Survey Data

Reg No

50010090


Rating

Regional


Categories of Special Interest

Architectural, Artistic


Original Use

House


In Use As

Office


Date

1830 - 1835


Coordinates

316779, 235180


Date Recorded

18/10/2011


Date Updated

--/--/--


Description

Terraced two-bay two-storey house over raised basement, built c.1832, now in use as offices. Part of terrace of seven similarly-scaled buildings. Shared recent extension to rear and joined internally with neighbour. M-profile pitched slate roof with clay ridges tiles and hip to south of rear pile, behind red brick parapet wall, rebuilt with squared granite coping. Stepped partially rendered yellow brick chimneystack with clay pots to party wall, shared with No.85 to north and No.87 to south. Replacement aluminium rainwater goods to rear. Flemish bond red brick walls with rendered granite plinth course over rendered walls to basement. Modern brushed steel sign. Cast-iron circuit box to party wall with No.84 reading 'Oxford'. Rear (east) elevation of yellow brick in English garden wall bond to granite plinth course over cement rendered basement. Square-headed window openings with gauged brick voussoirs, rendered reveals and granite sills with replacement uPVC windows throughout. Steel window guards to rear elevation window openings. Three-centred-arch door opening with gauged brick voussoirs, moulded surround and painted timber and stone doorcase. Replacement timber panelled door flanked by engaged Ionic columns on rendered plinth blocks incorporating bases, with lintel cornices forming support to single-pane replacement fanlight.

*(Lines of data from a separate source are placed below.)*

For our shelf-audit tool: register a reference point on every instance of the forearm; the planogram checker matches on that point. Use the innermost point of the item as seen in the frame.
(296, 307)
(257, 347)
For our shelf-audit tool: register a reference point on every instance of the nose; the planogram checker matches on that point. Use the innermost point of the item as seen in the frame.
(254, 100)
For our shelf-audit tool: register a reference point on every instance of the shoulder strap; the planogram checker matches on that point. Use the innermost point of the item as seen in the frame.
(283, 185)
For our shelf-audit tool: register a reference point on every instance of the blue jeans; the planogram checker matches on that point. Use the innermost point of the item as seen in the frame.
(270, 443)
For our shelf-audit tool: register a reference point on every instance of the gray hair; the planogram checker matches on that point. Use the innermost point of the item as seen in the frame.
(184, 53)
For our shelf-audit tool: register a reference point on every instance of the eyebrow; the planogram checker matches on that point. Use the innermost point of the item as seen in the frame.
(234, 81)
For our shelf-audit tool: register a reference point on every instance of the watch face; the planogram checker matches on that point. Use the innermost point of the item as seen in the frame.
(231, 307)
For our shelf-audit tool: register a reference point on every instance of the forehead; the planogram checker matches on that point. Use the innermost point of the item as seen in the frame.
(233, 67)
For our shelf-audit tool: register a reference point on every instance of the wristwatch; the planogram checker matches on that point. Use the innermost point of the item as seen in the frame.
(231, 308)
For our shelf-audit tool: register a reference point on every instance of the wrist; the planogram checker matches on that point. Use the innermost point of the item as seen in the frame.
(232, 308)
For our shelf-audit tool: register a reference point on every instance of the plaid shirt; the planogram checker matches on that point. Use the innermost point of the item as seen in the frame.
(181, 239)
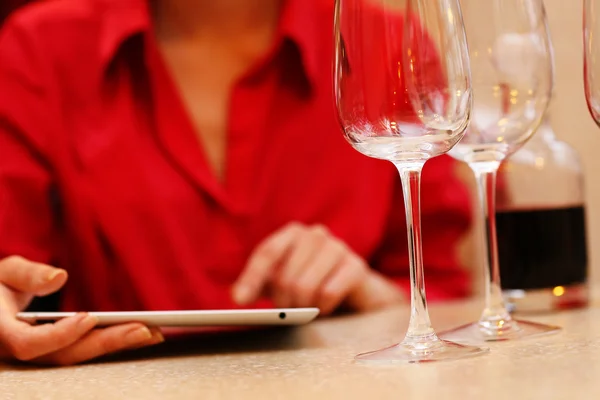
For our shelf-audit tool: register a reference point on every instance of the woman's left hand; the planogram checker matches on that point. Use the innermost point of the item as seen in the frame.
(306, 266)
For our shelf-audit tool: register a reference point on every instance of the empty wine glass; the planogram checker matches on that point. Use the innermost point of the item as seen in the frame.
(591, 54)
(402, 93)
(512, 76)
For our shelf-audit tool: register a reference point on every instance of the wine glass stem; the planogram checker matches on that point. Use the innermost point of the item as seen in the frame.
(495, 315)
(419, 328)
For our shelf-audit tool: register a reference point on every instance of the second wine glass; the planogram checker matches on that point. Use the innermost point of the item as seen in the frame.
(512, 77)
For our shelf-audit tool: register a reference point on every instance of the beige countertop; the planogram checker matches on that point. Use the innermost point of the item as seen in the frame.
(316, 362)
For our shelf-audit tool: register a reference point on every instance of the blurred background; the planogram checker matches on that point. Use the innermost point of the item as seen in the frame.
(568, 114)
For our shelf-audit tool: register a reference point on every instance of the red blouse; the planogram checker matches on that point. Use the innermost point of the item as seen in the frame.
(101, 172)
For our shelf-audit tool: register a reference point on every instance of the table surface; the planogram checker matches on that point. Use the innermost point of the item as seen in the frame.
(316, 362)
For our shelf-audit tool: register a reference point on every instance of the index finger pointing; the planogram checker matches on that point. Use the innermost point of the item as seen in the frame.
(262, 263)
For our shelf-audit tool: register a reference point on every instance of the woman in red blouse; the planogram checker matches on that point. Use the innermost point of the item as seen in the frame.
(170, 156)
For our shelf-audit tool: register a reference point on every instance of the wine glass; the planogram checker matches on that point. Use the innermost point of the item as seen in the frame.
(512, 79)
(591, 53)
(402, 93)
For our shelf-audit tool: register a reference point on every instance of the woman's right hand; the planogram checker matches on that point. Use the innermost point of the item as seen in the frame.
(68, 341)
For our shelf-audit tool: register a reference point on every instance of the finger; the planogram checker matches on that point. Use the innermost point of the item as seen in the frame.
(100, 342)
(262, 263)
(344, 279)
(31, 277)
(26, 342)
(305, 287)
(305, 250)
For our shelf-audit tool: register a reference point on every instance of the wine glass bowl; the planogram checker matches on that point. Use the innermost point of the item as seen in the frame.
(511, 76)
(402, 92)
(390, 104)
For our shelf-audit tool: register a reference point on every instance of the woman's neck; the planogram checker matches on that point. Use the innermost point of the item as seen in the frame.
(218, 19)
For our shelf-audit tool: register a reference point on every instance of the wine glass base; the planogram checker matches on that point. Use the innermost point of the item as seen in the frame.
(475, 333)
(409, 353)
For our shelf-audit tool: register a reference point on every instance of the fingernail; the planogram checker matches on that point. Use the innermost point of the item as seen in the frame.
(241, 295)
(53, 274)
(158, 337)
(138, 335)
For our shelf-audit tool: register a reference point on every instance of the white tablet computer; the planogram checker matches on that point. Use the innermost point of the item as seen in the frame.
(254, 317)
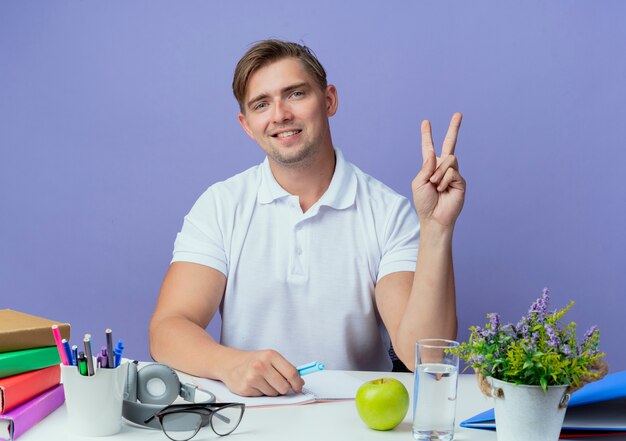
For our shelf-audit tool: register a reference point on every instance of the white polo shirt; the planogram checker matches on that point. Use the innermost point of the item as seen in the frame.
(303, 283)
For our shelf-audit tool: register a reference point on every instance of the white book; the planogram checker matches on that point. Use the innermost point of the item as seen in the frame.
(325, 385)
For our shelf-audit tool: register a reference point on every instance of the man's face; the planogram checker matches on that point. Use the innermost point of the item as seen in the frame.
(286, 112)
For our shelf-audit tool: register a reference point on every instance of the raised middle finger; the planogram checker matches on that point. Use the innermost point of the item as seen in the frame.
(449, 142)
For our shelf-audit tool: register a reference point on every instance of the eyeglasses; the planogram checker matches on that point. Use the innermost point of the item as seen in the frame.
(181, 422)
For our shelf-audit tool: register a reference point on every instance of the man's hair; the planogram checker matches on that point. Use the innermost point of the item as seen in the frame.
(269, 51)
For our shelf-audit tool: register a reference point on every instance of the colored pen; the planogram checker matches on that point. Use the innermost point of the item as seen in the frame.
(310, 368)
(57, 340)
(110, 355)
(74, 355)
(82, 364)
(68, 352)
(119, 348)
(88, 355)
(103, 359)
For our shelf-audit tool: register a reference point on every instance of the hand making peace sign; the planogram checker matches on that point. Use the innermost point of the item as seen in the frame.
(438, 188)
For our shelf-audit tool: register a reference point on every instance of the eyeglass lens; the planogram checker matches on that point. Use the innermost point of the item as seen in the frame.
(226, 419)
(181, 426)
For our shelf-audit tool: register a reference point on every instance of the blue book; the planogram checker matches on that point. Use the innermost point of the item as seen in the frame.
(597, 408)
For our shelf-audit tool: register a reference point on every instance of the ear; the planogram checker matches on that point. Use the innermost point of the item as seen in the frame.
(332, 100)
(244, 124)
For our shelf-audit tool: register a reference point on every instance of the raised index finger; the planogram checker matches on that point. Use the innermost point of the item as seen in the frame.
(449, 143)
(428, 148)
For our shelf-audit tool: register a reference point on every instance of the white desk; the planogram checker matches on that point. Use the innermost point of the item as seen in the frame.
(312, 422)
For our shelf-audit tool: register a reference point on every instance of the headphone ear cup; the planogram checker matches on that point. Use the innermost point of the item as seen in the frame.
(157, 384)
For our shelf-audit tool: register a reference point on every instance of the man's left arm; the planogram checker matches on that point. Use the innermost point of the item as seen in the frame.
(423, 304)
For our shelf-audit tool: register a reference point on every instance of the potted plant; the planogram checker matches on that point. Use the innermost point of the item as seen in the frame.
(531, 368)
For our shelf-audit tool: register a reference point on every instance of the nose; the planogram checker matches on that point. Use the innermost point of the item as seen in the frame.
(282, 112)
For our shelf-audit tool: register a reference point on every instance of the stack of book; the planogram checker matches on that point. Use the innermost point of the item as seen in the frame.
(30, 374)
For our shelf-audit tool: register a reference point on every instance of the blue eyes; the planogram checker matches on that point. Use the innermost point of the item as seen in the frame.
(264, 105)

Door opens onto shared granite flagged platform with remnants of cast-iron bootscraper and granite stepped approach bridging limestone flagged basement area. Approach flanked by wrought-iron railings with cast-iron corner finials on replacement granite plinths. Rendered basement dividing wall with clay ridge tiles. Original cast-iron coal-hole covers set in granite slabs to front pavement reading 'J. Sharkey Church St Dublin' and 'RY Dublin'. Rear of site flanked by steel fence and rubble stone walls.

Appraisal

This pleasant former townhouse is an important component of a largely intact early to mid-nineteenth-century terrace whose transitional Regency design recalls the outward development of the city, connecting the Georgian centre and Victorian outskirts. The building contributes to the uniformity of the terrace, sharing similar massing, fenestration arrangements and parapet heights which augment the formal Georgian streetscape now largely muddled in this developed thoroughfare. Although altered, the building has retained a pleasant doorcase, railings, coal hole cover and an appropriate slate roof. Formerly known as The Strand, Amiens Street was laid out in the early eighteenth century and developed largely in the nineteenth, forming the north-east boundary of the Gardiner Estate c.1800.